Assisted reproduction is a blanket term for a number of techniques that aid fertilization. The most common technique is in-vitro fertilization, where a doctor retrieves a woman's eggs and fertilizes them with sperm in a Petri dish. If fertilization occurs, the doctor will implant the embryo in the lining of the woman's uterus. Leftover embryos are frozen to be used later. In-vitro fertilization and other assisted reproduction techniques allow women to become pregnant who might not be able to do so otherwise. A woman can be implanted with an egg that is not her own, or sperm can be used from a man other than her husband.
Presumptions of parenthood
If a wife, with the consent of her husband, consents to assisted reproduction with sperm donated by a man other than her husband, through a licensed physician the husband is treated in law as the legal father of any child conceived through the assisted reproduction. Similarly, if a woman, with the consent of her husband, consents to assisted reproduction with an egg donated by another woman through a licensed physician, to conceive a child for herself, not as a surrogate, the wife is treated in law as the legal mother of any child conceived through the assisted reproduction.
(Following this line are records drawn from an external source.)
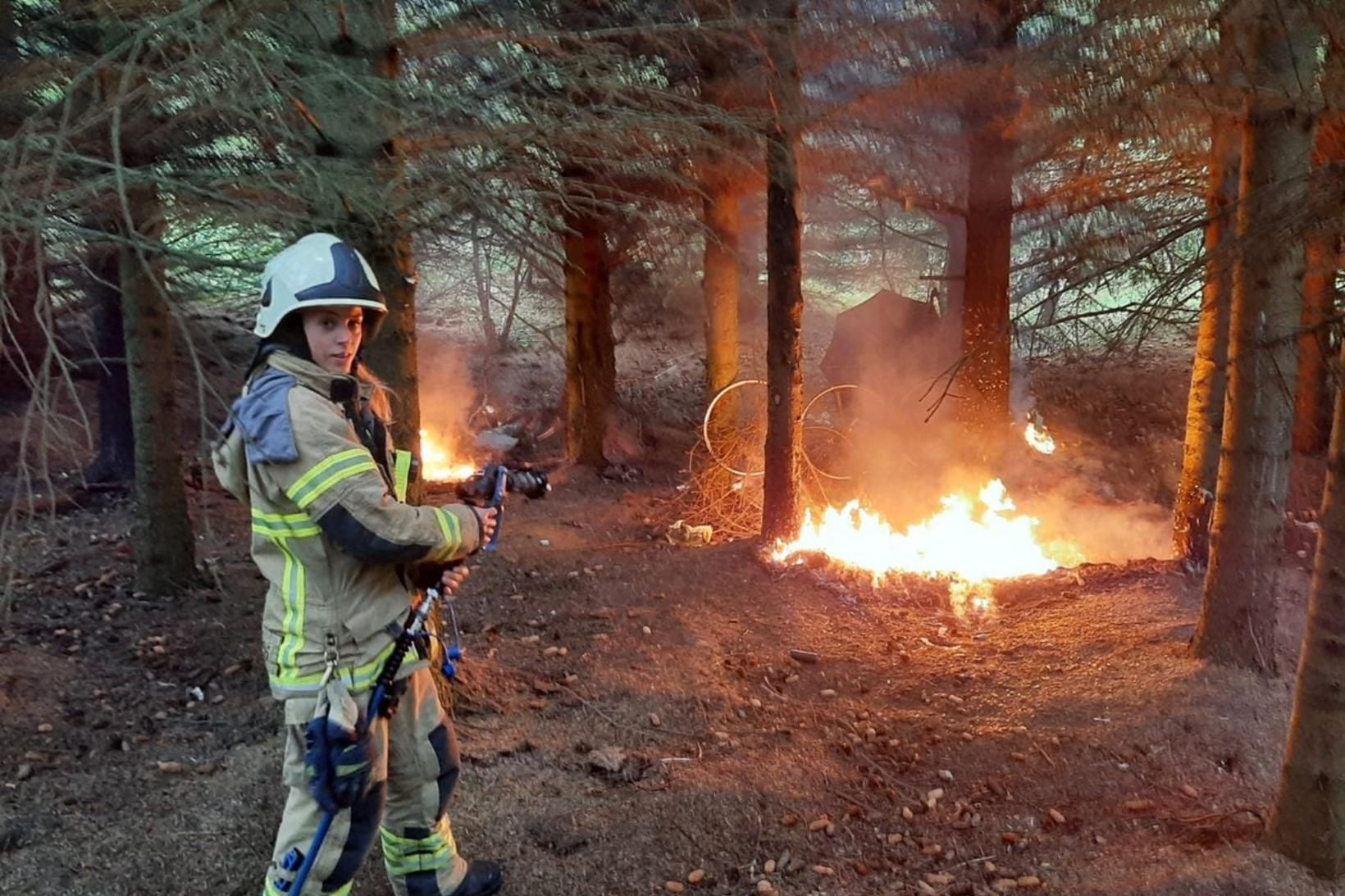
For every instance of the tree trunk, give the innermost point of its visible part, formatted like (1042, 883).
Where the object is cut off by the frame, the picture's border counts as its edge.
(782, 505)
(720, 284)
(1238, 616)
(590, 350)
(986, 330)
(1311, 425)
(1311, 407)
(23, 344)
(116, 461)
(358, 190)
(954, 283)
(164, 543)
(1309, 820)
(1210, 375)
(393, 352)
(483, 295)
Requirements for assisted reproduction
Both the husband and the wife must consent in writing to this procedure, and must also provide their signatures. The procedure must be administered by a licensed physician or advanced practice nurse. Then the physician or advanced practice nurse must certify their signatures and the date of the assisted reproduction and file the contents with the Department of Public Health and Environment. All papers and records pertaining to the assisted reproduction are kept confidential in a sealed file, and are subject to inspection only upon an order of court for good cause shown.
A sperm donor is not a legal father of a child conceived through assisted reproduction unless that sperm donor is providing sperm for assisted reproduction by his wife.
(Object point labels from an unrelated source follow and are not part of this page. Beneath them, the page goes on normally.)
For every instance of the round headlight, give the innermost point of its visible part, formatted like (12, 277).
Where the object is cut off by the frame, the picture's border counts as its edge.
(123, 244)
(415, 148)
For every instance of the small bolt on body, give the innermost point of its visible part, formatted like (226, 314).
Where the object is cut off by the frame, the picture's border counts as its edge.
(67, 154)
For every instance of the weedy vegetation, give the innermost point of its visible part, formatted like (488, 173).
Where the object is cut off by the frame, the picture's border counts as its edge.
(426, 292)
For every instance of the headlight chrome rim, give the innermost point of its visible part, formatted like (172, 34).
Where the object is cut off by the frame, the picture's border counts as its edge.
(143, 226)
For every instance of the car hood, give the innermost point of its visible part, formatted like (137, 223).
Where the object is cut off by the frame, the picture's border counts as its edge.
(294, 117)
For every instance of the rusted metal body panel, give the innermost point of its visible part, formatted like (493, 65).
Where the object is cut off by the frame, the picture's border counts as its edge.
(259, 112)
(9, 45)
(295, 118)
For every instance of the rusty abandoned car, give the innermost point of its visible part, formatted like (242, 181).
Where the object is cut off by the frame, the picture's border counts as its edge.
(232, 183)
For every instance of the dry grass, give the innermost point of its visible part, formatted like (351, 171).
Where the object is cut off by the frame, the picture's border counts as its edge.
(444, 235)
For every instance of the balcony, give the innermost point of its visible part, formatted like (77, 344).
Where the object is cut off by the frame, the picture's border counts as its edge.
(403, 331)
If a marriage is dissolved before the placement of the embryo, the former spouse is not a parent of the resulting child unless the former spouse consented in a record that if assisted reproduction were to occur after dissolution of the marriage, the former spouse would be a parent of the child.
If a spouse dies before the placement of the embryo, the deceased spouse is not a parent of the resulting child unless the deceased spouse consented in a record that if assisted reproduction were to occur after death, the deceased spouse would be a parent of the child.